Amanda Todd’s tragic story went viral Friday, her life after death triggering an outpouring of support she’ll never feel.

The 15-year-old girl from Port Coquitlam, B.C., hanged herself after posting a black-and-white YouTube video about being abandoned to a “never-ending” nightmare.

One photo of her breasts, circulated in a chat room, led to unrelenting cyber-bullying that dogged her until she died. Now, her stark video is bringing home the power of social media.

CP
facebook
Amanda Todd: tragedy sparks response
CP facebook Amanda Todd: tragedy sparks response

In Winnipeg, the outpouring of grief from hundreds triggered memories for victims of schoolyard bullies years after the events.

Some reported visceral reactions to Todd’s silent nine-minute video, the petite teen’s photos and her violent end.

“Thirty years after I walked out of high school, I am still beating myself up with the things I was tormented with. I am married now and have kids and grandkids but I still hear the comments, the torment, the name-calling and everything else that happened to me,” Cynthia Jones said.

By mid-afternoon, more than 192,000 people had hit the “like” button on the Facebook page “RIP Amanda Todd.”

The worldwide web is connecting people in ways earlier generations could never imagine.

“Facebook mourning might be thought of as the speed-dating of grief,” University of Manitoba associate Prof. Karen Wilson Baptist said in an email Friday.
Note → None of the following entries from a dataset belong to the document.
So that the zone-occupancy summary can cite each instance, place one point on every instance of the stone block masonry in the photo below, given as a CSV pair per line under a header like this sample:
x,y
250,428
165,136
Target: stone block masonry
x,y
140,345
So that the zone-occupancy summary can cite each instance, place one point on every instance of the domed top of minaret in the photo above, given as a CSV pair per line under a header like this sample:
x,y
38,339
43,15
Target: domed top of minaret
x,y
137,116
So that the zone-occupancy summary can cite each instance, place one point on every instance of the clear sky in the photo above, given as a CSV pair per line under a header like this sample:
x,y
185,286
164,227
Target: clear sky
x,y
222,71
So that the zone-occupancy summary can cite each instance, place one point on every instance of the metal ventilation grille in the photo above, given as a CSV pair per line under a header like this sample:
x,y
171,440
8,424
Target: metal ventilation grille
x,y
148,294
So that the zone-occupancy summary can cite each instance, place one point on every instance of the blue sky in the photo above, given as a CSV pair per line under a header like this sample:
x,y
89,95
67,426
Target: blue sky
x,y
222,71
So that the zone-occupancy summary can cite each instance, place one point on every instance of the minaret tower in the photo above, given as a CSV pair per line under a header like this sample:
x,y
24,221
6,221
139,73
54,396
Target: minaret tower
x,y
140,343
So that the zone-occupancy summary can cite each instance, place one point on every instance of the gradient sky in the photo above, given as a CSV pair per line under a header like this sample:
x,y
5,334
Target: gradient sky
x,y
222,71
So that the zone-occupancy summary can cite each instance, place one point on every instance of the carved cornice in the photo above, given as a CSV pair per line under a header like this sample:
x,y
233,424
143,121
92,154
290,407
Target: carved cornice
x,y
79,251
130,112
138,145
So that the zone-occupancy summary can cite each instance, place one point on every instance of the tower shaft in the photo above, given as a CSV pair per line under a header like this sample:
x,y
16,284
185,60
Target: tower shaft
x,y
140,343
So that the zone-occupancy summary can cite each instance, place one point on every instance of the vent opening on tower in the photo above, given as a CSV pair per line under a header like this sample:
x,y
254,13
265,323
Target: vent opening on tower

“Public grief is different than the grief that is felt when one loses a dearly beloved person,” she added.

Social media make public mourning even more temporary. But it’s lightning fast and it can do what nothing else can. “The outrage evoked may endure and could be a catalyst for change,” Wilson Baptist said.

She researches roadside memorials in her field of expertise, landscape architecture. The crosses driven into the ground near highways where a fatal accident has occurred, with their faded flowers and weathered teddy bears, express the feelings people post to the Internet. That makes Facebook the roadside memorial in the virtual world.

But a Winnipeg victim of childhood bullying noted social media also drove Todd to her death.

“The Internet is a scary thing,” said RainShyne Morpheus in an interview after she left this comment below a story about Todd on the Free Press website: “Throughout my junior high years, I was bullied intensely… I understand where this girl was coming from. That being said, it is frustrating that not enough was done. This girl could have grown into a strong, resilient woman, but not enough intervention happened, and that is definitely the fault of the adults. Where is the punk bully’s parents?? Terrible.”

Morpheus said her first reaction was nausea even though her bullying was 20 years ago. “The bullying I went through… people would be put in jail today for what they did to me then.”

Sports helped her cope and after high school she changed her name and left Winnipeg.

Today, she said, she’s happily married with a son and a big dog in a “beautiful house in St. Vital.”